US Treasury Secretary says banking system is “solid”

He Bank System from the United States is solid despite the recent turbulence caused by the bankruptcy of three banksincluding iconic start-up financier Silicon Valley Bank (SVB) and Signature Bank, Treasury Secretary Janet Yellen said.

Three consecutive falls of entities of the banking sector in less than a week mark the worst bankruptcies since the 2008 financial crisis and led the US authorities to clamp down very quickly to protect the deposits.

The authorities’ assessment was that there was a "serious risk of contagion and massive withdrawals" among the clients who had funds in excess of what was guaranteed by the federal apparatus in those two banks, explained the Joe Biden’s finance minister before a Senate commission, after the bankruptcy of the two entities and their takeover by the competent state agencies.

Amid these fears, the Federal Reserve (Fed, central bank), also announced a mechanism to grant funds to banks if they needed them to respond to the demand of their customers.

"This week’s actions demonstrate our commitment to ensuring our financial system remains strong and depositors’ savings remain safe."Yellen told the Senate Finance Committee.

"I can assure committee members that our banking system is sound."he added at this hearing, intended in principle for Biden’s federal budget proposal.

Contagion fears
Contagion fears spread to Europe. In Switzerland, Credit Suisse entered the storm on Wednesday and collapsed 24.24% on the stock market.

This Thursday its share recovered after the entity announced that it will borrow up to 50,000 million Swiss francs (53,700 million dollars) from the central bank.

SVB, a historical lender to start-ups or emerging companies since the 1980s, was exposed to the interest rate hikes decided by the Federal Reserve to contain inflation, and its clients, who saw credit become more expensive, began to withdraw deposits.

The run shook this bank, the sixteenth by volume of assets, which was unable to raise funds to respond. Faced with its insolvency, regulators took control of the bankrupt entity on Friday.

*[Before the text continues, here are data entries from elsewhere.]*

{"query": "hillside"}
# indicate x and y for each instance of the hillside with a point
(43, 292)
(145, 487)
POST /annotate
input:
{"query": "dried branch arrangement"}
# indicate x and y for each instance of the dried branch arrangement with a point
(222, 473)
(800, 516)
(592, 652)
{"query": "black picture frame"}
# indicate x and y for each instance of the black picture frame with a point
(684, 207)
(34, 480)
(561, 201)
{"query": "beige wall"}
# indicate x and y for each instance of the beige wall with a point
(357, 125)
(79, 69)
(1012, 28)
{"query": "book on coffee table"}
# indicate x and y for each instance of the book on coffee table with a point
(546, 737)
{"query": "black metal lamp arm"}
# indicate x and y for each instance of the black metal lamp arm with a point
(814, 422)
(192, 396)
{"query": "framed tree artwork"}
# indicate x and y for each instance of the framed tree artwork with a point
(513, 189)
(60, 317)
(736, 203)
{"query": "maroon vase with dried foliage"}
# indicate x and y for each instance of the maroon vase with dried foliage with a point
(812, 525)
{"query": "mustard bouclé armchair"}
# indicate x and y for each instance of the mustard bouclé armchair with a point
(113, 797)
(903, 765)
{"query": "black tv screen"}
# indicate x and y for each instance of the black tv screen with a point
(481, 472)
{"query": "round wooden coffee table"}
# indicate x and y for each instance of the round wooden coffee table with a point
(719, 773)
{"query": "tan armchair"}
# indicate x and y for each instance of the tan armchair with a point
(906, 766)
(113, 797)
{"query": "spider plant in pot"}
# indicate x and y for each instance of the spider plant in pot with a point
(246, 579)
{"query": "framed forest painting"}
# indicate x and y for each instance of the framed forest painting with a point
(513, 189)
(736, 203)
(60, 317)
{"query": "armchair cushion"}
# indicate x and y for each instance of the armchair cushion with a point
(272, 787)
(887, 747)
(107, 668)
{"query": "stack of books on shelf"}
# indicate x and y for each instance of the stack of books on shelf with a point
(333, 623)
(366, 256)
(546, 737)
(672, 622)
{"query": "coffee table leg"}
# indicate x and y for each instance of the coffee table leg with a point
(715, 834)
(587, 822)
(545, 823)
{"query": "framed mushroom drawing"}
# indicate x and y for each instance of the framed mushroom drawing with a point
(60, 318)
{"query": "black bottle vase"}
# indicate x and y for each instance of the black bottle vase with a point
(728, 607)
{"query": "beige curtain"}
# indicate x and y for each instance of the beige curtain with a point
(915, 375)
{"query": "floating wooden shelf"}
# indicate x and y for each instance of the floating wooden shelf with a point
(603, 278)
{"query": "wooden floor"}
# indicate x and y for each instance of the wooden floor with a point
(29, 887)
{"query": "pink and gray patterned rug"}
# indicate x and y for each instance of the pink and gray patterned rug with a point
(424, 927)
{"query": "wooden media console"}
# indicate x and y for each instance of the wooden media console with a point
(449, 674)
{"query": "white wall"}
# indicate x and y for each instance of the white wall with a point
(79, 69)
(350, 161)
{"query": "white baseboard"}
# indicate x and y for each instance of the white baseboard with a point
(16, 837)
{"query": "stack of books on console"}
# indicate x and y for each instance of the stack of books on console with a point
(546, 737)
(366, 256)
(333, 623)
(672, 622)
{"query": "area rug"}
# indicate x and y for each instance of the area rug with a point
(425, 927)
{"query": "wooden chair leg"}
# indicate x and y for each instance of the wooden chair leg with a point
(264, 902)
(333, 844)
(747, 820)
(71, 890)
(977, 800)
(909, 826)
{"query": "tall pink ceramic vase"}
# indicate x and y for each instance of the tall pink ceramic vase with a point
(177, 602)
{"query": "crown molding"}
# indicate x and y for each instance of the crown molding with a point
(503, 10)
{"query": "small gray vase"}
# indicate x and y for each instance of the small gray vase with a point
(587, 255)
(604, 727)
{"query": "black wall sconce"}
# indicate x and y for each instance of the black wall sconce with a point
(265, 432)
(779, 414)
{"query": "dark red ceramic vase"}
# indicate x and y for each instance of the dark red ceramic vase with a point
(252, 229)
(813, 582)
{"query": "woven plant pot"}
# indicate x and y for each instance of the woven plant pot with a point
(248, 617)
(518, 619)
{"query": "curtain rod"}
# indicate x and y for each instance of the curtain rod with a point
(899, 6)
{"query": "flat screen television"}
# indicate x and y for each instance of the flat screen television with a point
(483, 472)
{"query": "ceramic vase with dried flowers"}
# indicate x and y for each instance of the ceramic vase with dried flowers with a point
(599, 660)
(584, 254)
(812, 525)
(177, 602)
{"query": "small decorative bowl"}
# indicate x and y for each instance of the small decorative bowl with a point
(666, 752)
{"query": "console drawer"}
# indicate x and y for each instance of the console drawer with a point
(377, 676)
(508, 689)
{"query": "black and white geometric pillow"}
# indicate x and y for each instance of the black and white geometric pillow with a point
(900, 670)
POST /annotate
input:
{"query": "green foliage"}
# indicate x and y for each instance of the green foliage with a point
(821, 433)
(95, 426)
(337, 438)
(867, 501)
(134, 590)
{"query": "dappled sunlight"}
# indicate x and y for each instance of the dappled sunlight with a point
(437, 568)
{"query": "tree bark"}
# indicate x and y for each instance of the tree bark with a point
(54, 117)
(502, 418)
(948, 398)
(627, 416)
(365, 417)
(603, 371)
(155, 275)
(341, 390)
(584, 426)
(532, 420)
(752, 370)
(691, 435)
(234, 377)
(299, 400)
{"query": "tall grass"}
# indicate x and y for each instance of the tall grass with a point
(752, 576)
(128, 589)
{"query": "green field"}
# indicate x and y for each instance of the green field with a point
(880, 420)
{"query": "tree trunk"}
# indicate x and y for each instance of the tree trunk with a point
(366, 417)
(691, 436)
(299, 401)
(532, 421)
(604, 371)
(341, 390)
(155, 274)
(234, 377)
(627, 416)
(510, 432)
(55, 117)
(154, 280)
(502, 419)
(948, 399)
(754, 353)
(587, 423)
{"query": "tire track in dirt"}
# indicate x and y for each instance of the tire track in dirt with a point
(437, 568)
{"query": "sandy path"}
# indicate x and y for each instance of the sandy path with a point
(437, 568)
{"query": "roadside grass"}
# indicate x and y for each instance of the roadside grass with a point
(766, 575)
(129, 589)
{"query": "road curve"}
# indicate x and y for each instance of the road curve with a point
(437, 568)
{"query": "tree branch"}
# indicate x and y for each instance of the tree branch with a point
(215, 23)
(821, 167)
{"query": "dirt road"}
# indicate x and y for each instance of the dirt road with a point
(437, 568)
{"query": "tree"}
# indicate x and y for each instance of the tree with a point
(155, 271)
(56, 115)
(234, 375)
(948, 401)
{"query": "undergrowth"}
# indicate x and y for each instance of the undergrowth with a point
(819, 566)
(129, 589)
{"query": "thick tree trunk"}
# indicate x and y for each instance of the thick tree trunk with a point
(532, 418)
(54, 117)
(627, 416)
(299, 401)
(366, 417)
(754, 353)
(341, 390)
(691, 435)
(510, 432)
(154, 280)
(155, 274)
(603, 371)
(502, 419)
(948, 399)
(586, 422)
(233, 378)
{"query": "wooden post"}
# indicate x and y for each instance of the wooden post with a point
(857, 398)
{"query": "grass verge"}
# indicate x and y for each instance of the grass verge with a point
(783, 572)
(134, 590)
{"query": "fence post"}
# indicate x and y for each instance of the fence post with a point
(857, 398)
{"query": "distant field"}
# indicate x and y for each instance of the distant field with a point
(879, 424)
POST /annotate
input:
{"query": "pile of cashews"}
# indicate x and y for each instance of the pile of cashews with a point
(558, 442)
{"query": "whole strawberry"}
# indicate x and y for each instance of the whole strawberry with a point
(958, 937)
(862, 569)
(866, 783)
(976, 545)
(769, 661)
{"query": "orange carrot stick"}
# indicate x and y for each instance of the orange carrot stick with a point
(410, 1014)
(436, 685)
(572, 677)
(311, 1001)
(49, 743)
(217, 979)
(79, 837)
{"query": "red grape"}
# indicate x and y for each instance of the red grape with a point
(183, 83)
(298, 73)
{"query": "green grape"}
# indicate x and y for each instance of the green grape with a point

On Sunday, the Treasury, the Fed and the Federal Deposit Insurance Corporation (FDIC) guaranteed the recovery of all depositswhile the new Fed mechanism for banks to access money if they need it sought to reassure the market and avoid contagion to other entities.

This type of intervention requires the decision of the FDIC board, a supermajority of the Fed board, and the Treasury secretary herself in consultation with the president.

The consideration for take exceptional measures of this type requires "determine that failure to protect uninsured deposits (by the FDIC, covering up to $250,000, ndlr) would create systemic risk with significant economic and financial consequences"explained the official.

Due to interest rate increases, some SBV assets, such as Treasuries, had lost market value. The higher the rate, the lower the value of the bond.